Two of the cars built used an early form of automatic transmission developed in Australia. This was described as a frictionless system of centrifugal control in which the torque was developed by balanced weights brought into action by planetary gears without need of a clutch or gear lever.

Suspension was provided through very thin semi-elliptic leaf springs (18 for the front and 24 for the rear). Each alternate spring was interlocked.

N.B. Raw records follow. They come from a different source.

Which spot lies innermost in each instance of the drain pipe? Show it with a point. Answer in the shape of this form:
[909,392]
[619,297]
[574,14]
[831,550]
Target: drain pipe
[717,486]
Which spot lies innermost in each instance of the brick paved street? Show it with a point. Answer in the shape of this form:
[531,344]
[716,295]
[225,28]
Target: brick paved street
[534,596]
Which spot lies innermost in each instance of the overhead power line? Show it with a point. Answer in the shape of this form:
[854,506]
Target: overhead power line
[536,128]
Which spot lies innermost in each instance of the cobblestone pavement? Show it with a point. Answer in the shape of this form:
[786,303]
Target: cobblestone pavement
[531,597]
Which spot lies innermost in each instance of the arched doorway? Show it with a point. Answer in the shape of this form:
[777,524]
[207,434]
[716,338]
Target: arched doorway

This system, combined with the flexibility afforded by chassis-less construction, enabled the vehicle to be built without shock absorbers.

The company put a proposal to the Federal Government to lease machinery and buildings at the Lithgow Small Arms Factory to build mechanical components on a large scale.

Production records are unclear but more than four and probably fewer than 10 Southern Cross cars were built.

The open Tourer, which was christened by Lady Kingsford Smith at Mascot Aerodrome in 1933, was sold to a resident of Parramatta, NSW, in 1936. It was probably destroyed in a fire during the 1970s. No Southern Cross cars survive.